Likewise with Mathematica:

sage: mathematica.eval('Solve[0.004*(9600/E^(1200*t) - 2400/E^(300*t))
== 0, t]')

Solve::ifun: Inverse functions are being used by Solve, so some solutions may
    not be found; use Reduce for complete solution information.

        {{t -> 0.00154033}}


sage: mathematica('x^5 + x^3 + 1 == 0').Solve(x)

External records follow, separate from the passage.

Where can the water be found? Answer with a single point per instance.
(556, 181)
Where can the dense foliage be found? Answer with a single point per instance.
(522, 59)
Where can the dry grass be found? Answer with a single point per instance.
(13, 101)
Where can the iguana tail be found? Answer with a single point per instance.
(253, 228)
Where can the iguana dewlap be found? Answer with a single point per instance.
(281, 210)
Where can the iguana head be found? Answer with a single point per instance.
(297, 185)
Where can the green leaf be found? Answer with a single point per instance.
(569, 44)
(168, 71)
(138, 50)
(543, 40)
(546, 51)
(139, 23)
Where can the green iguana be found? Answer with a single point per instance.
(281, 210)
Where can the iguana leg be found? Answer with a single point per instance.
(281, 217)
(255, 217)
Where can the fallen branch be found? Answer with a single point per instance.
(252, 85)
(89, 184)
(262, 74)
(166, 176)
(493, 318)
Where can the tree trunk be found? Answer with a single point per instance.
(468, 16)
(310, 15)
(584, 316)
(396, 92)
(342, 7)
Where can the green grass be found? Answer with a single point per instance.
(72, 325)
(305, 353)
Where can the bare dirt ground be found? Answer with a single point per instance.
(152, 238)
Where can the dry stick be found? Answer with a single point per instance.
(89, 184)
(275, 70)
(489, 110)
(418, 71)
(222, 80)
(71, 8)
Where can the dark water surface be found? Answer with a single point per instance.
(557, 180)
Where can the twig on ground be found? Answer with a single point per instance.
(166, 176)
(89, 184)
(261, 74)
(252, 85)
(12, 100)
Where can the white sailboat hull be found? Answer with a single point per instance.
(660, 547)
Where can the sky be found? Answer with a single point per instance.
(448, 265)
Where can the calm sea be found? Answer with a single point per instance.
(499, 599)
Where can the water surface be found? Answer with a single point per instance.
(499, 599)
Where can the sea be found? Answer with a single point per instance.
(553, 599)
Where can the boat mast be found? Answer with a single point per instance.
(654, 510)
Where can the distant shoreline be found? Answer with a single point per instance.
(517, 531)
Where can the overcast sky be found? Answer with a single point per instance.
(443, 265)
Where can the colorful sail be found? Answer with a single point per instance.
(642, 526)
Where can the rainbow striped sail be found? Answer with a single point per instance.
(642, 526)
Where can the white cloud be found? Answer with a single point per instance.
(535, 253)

{{x -> Root[1 + #1^3 + #1^5 & , 1, 0]},
 {x -> Root[1 + #1^3 + #1^5 & , 2, 0]},
 {x -> Root[1 + #1^3 + #1^5 & , 3, 0]},
 {x -> Root[1 + #1^3 + #1^5 & , 4, 0]}, {x -> Root[1 + #1^3 + #1^5 & , 5, 0]}}



> My thoughts on these issues are still the same - slowly replacing
> Maxima with our own things in Python, that are easy to fix and easy to
> extend. But they need to do the same things as Maxima first (and be as
> fast as Maxima).

Shouldn't we be able to write something that is way faster than Maxima?
What do people even benchmark in the context of calculus?

[was]

The following is relevant:

sage: var('t')
sage: a = .004*(8*e^(-(300*t)) - 8*e^(-(1200*t)))*(720000*e^(-(300*t)) - 11520000*e^(-(1200*t))) +.004*(9600*e^(-(1200*t)) - 2400*e^(-(300*t)))^2
sage: from scipy.optimize import brentq
sage: # Given two points x, y such that a(x) and a(y) have different sign, this
sage: # brentq uses "inverse quadratic extrapolation" to find a root of a in the
sage: # interval [x,y].  It has lots of extra tolerance and other options.
sage: brentq(a, 0, 0.002)
0.00041105140493493411
sage: show(plot(a,0,.002),xmin=0, xmax=.002)

[was]

I don't know.  However, Ted, what do you think of the following, i.e.,
it is a way in Sage to solve your problem which is probably pretty
clean and flexible, and could certainly made a little more student
friendly?

sage: var('t')
sage: a = .004*(8*e^(-(300*t)) - 8*e^(-(1200*t)))*(720000*e^(-(300*t))
- 11520000*e^(-(1200*t))) +.004*(9600*e^(-(1200*t)) -
2400*e^(-(300*t)))^2
sage: from scipy.optimize import brentq
sage: # Given two points x, y such that a(x) and a(y) have different sign, this
sage: # brentq uses "inverse quadratic extrapolation" to find a root of a in the
sage: # interval [x,y].  It has lots of extra tolerance and other options.
sage: brentq(a, 0, 0.002)
0.00041105140493493411
sage: show(plot(a,0,.002),xmin=0, xmax=.002)

I.e., what we provide an numerical_root method so that
    a.numerical_root(x,y)
would fine a numerical root of a in the interval [x,y], if it exists?
It could be built on brentq.  The main thing we would have to add
is some sort of analysis to find x', y' in the interval so that a(x')
has different sign from a(y'), i.e., decide if there is a sign switch,
which could be doable for many analytically defined functions at least.

[jkantor]

Seems good to me. Tested the patch (both parts). It appears to work robustly in the cases I tried.

[mabshoff]

Merged in 2.9.alpha2.

[was]

This fixes a doctest failure on Redhat Linux 32-bit.

[mabshoff]

Merged trac-1235-doctest_fix.patch in 2.9.alpha5.